Zastosowanie techniki fal milimetrowych do głębokich wierceń otwiera wielkie możliwości energetyczne nie tylko dla Stanów Zjednoczonych, ale na całym świecie. Jak pisze branżowy portal „Biznes Alert”, pierwsza skonstruowana maszyna wiertnicza tego rodzaju została właśnie praktycznie sprawdzona na amerykańskim Massachusetts Institute of Technology (MIT). Są szanse na wielki przełom.

Amerykańskie maszyny wiertnicze odmienią oblicze energetyki?


Urządzenie żyroskopowe umożliwia wiercenie 20 km w głąb skorupy ziemskiej. Chodzi o to, żeby na tej głębokości osiągnąć nadkrytyczną parę wodną o temperaturze 500 stopni Celsjusza, która będzie mogła wytwarzać energię elektryczną wysokiej wydajności bez żadnych ograniczeń i w każdym miejscu na naszym globie.


Sama technologia fal milimetrowych była już znana wcześniej, ale dopiero teraz powstaje szansa na tak wspaniałe zastosowanie. Dotychczas była wykorzystywana do podtrzymywania plazmy w reaktorach syntezy jądrowej, a w powszechnym użyciu stosowana jest w kuchenkach mikrofalowych.


Od 2012 roku trwały intensywne i zaawansowane prace nad jej rozwojem przystosowanym do głębokich wierceń. Zamysłem było skonstruowanie odpowiedniego urządzenia, za pomocą którego będzie można wykonać otwory wiertnicze, przebijając skorupę ziemską, co na razie nie było technicznie nieosiągalne.

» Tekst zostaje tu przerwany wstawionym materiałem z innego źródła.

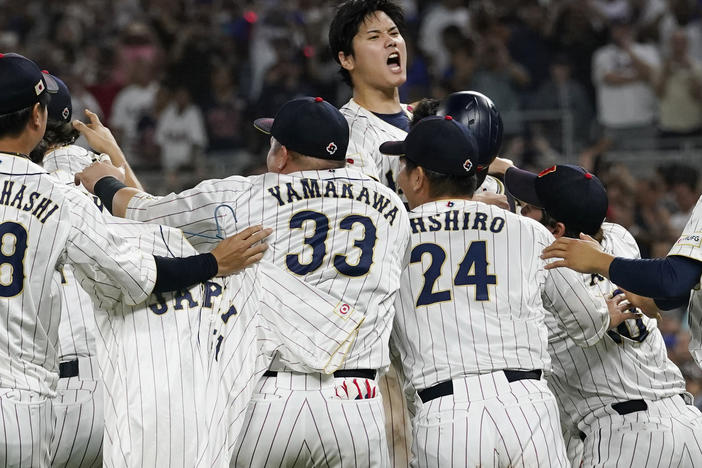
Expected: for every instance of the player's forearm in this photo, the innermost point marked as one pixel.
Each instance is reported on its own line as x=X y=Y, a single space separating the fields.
x=670 y=277
x=115 y=195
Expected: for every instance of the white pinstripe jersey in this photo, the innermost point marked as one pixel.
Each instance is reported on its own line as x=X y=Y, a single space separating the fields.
x=45 y=225
x=338 y=230
x=367 y=133
x=77 y=324
x=586 y=379
x=690 y=245
x=473 y=295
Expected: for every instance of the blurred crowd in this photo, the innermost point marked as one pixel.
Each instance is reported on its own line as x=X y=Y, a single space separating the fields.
x=180 y=81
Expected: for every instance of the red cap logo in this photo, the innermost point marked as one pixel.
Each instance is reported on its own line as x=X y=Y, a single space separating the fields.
x=547 y=171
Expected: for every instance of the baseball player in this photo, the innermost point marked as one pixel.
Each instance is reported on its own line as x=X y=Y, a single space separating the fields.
x=365 y=38
x=469 y=321
x=45 y=225
x=668 y=281
x=336 y=229
x=627 y=398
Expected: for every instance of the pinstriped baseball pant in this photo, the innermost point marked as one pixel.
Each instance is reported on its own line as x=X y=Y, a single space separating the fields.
x=78 y=420
x=490 y=422
x=668 y=433
x=296 y=420
x=25 y=429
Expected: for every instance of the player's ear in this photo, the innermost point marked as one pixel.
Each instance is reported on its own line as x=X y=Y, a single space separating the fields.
x=558 y=230
x=347 y=61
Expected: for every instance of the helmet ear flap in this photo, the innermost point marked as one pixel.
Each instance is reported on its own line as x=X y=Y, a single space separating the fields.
x=477 y=112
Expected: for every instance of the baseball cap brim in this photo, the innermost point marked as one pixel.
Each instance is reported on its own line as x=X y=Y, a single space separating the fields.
x=522 y=185
x=264 y=125
x=393 y=148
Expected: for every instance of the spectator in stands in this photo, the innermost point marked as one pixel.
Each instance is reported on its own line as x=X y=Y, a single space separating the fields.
x=180 y=133
x=130 y=105
x=623 y=74
x=436 y=18
x=679 y=89
x=563 y=92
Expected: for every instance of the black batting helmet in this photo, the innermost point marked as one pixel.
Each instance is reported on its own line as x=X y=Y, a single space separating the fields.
x=477 y=112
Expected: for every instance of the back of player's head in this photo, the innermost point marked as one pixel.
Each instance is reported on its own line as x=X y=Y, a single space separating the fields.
x=59 y=130
x=444 y=148
x=570 y=194
x=311 y=127
x=477 y=112
x=349 y=17
x=23 y=85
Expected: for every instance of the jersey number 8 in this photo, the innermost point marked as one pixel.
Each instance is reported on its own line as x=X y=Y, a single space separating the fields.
x=13 y=245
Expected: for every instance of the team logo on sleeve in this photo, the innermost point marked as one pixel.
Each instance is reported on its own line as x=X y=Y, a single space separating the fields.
x=344 y=310
x=694 y=240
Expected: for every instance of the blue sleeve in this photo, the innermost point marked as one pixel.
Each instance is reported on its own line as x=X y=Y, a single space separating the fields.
x=669 y=277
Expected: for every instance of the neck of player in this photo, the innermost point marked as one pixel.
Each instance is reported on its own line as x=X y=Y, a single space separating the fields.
x=382 y=101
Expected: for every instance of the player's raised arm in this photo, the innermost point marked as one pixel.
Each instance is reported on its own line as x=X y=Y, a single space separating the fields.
x=101 y=139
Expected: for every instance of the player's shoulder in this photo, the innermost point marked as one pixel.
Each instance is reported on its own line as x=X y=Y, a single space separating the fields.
x=618 y=241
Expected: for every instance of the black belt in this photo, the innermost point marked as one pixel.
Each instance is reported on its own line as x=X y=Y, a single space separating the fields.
x=68 y=369
x=446 y=388
x=344 y=373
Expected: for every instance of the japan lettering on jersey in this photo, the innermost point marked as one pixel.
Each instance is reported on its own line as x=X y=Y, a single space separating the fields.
x=473 y=295
x=294 y=321
x=44 y=226
x=366 y=133
x=337 y=230
x=689 y=245
x=628 y=363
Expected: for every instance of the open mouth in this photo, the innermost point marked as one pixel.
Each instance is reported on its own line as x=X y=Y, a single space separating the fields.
x=394 y=61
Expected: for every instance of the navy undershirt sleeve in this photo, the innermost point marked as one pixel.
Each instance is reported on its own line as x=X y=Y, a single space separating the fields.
x=669 y=277
x=173 y=274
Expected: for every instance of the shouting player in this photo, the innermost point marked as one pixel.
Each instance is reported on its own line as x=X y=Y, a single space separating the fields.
x=45 y=225
x=623 y=389
x=336 y=229
x=470 y=320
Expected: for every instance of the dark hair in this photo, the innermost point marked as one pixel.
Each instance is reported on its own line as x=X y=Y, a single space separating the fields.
x=446 y=185
x=424 y=108
x=57 y=133
x=348 y=18
x=14 y=123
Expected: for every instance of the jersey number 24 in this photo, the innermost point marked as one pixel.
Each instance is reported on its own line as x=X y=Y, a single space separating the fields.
x=472 y=270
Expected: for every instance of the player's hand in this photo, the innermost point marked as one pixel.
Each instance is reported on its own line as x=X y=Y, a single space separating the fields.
x=620 y=309
x=99 y=137
x=496 y=199
x=96 y=171
x=242 y=249
x=645 y=304
x=584 y=255
x=499 y=166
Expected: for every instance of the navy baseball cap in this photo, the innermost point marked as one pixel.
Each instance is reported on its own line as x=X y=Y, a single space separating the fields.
x=440 y=144
x=21 y=82
x=309 y=126
x=568 y=193
x=60 y=107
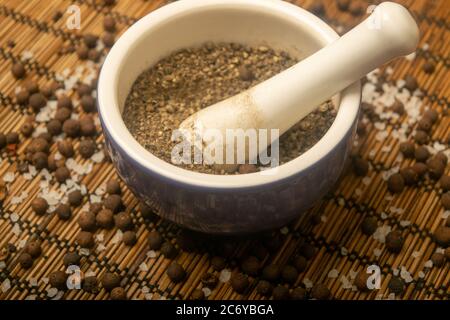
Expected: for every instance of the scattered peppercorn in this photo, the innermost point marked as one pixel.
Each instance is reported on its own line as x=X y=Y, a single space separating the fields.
x=87 y=221
x=71 y=127
x=64 y=211
x=39 y=206
x=71 y=258
x=407 y=149
x=104 y=218
x=129 y=238
x=25 y=260
x=85 y=239
x=320 y=292
x=90 y=284
x=123 y=221
x=87 y=148
x=65 y=147
x=168 y=250
x=62 y=174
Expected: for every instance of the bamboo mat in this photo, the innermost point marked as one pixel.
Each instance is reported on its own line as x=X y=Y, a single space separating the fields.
x=340 y=245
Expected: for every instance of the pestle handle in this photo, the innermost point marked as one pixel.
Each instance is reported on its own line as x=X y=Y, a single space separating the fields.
x=285 y=99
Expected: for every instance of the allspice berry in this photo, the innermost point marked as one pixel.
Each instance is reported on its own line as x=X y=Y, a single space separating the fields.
x=110 y=281
x=62 y=174
x=239 y=282
x=438 y=259
x=88 y=103
x=123 y=221
x=118 y=293
x=18 y=70
x=410 y=176
x=58 y=280
x=436 y=168
x=407 y=149
x=109 y=24
x=64 y=211
x=65 y=147
x=176 y=272
x=75 y=198
x=90 y=284
x=39 y=206
x=168 y=250
x=37 y=101
x=85 y=239
x=394 y=241
x=105 y=219
x=396 y=183
x=87 y=221
x=87 y=148
x=113 y=187
x=71 y=258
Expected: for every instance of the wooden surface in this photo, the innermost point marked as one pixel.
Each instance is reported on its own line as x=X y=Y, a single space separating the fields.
x=337 y=237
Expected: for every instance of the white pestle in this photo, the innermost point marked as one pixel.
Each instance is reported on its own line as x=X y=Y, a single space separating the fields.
x=283 y=100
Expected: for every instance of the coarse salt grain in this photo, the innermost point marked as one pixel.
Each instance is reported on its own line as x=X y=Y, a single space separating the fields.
x=225 y=275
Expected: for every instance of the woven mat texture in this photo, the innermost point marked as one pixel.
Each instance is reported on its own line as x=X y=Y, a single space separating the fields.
x=340 y=245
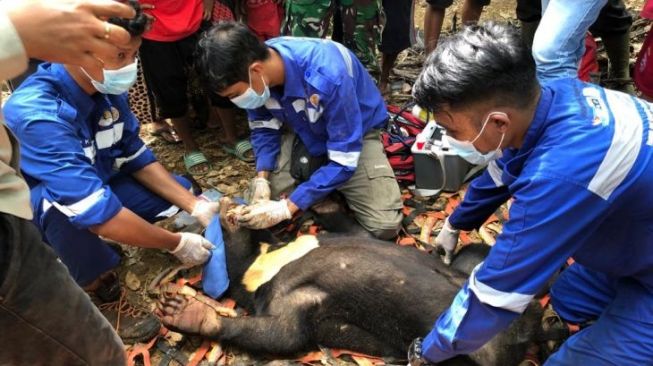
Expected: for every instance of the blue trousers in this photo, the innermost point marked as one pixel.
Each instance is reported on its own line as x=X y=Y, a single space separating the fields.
x=559 y=42
x=623 y=310
x=84 y=253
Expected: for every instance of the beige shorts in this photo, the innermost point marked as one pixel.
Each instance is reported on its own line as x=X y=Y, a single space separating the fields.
x=372 y=192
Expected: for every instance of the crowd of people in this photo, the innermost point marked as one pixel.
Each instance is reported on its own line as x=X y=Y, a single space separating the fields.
x=575 y=158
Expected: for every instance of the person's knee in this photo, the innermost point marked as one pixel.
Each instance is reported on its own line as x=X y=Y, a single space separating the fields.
x=439 y=4
x=383 y=225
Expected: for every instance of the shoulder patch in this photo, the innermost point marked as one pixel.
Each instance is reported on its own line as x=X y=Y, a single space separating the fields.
x=597 y=105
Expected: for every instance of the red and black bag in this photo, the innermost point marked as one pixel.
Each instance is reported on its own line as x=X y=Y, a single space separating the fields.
x=398 y=138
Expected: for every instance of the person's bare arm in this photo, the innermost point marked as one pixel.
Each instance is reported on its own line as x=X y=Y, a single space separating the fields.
x=69 y=31
x=128 y=228
x=158 y=180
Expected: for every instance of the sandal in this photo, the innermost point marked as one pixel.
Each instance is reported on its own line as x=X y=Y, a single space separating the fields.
x=193 y=159
x=240 y=150
x=167 y=134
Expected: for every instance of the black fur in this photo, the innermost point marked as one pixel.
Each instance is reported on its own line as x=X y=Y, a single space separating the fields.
x=355 y=293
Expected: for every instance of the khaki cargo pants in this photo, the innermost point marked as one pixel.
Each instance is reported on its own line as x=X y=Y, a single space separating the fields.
x=372 y=192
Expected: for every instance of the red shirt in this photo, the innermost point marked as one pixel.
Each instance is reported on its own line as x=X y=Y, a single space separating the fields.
x=174 y=19
x=647 y=10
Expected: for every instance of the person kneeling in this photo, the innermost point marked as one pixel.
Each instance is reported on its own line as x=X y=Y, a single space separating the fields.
x=310 y=98
x=90 y=175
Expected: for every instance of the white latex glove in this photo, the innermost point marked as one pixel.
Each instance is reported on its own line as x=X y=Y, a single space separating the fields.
x=265 y=214
x=447 y=239
x=204 y=211
x=193 y=249
x=259 y=190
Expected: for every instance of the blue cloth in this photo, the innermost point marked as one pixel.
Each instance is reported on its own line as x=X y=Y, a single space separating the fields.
x=581 y=186
x=559 y=42
x=215 y=279
x=72 y=144
x=330 y=101
x=84 y=253
x=622 y=334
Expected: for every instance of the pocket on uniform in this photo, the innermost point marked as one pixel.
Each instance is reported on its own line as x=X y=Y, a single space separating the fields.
x=509 y=239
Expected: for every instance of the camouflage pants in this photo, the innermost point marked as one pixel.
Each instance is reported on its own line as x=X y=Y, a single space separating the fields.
x=362 y=23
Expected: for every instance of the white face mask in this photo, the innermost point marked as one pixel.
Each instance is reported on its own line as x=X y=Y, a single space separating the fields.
x=250 y=99
x=467 y=151
x=118 y=81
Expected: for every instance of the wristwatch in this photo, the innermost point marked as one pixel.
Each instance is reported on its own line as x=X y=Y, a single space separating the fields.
x=415 y=354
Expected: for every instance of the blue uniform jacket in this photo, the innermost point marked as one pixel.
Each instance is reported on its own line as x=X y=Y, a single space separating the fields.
x=581 y=184
x=330 y=101
x=72 y=144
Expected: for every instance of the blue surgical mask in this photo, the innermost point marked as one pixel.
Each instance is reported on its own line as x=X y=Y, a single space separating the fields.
x=118 y=81
x=250 y=99
x=467 y=151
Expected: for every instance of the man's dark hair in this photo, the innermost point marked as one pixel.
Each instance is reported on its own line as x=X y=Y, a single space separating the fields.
x=225 y=53
x=135 y=26
x=487 y=62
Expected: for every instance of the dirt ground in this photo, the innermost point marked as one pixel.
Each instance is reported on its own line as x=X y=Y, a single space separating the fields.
x=230 y=176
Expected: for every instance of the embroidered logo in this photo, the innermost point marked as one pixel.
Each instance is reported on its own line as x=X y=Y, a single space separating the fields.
x=597 y=105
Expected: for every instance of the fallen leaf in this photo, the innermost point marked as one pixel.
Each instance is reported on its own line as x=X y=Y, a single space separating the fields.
x=407 y=241
x=132 y=281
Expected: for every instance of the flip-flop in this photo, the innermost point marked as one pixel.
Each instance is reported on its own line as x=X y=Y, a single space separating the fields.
x=167 y=134
x=239 y=150
x=193 y=159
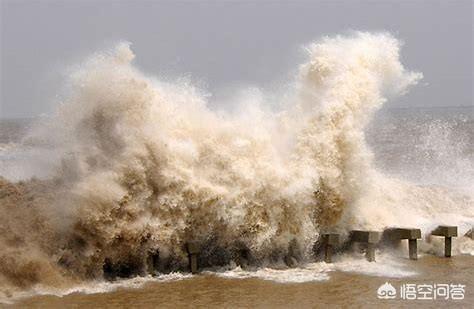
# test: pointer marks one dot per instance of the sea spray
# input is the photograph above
(139, 167)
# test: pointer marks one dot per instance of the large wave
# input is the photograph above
(139, 167)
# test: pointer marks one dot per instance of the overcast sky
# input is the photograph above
(225, 45)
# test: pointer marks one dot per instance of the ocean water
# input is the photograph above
(99, 199)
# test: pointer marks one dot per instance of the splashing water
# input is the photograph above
(138, 167)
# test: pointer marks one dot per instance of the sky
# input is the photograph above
(224, 46)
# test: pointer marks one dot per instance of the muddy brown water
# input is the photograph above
(341, 290)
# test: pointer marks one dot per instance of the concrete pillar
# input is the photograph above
(329, 250)
(448, 232)
(330, 241)
(393, 235)
(193, 251)
(412, 249)
(447, 246)
(370, 253)
(470, 233)
(370, 238)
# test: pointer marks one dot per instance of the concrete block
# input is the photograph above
(330, 241)
(193, 250)
(402, 233)
(413, 249)
(371, 237)
(395, 235)
(446, 231)
(470, 233)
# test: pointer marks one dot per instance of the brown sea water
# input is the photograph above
(341, 290)
(130, 168)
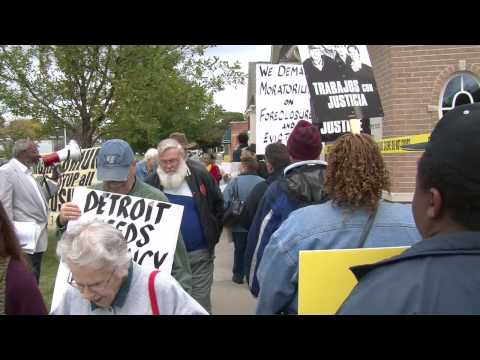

Pod koniec września 2025 w Teksasie roku zaprezentowano możliwość w kamieniołomie granitu. Na publicznym pokazie maszyna ta bardzo szybko pokonała bez najmniejszych problemów głębokość 118 metrów, co uznano za sukces przybliżający wiercenie kilkukilometrowej głębokości.

Technologia fal milimetrowych. Wielka przyszłość geotermii?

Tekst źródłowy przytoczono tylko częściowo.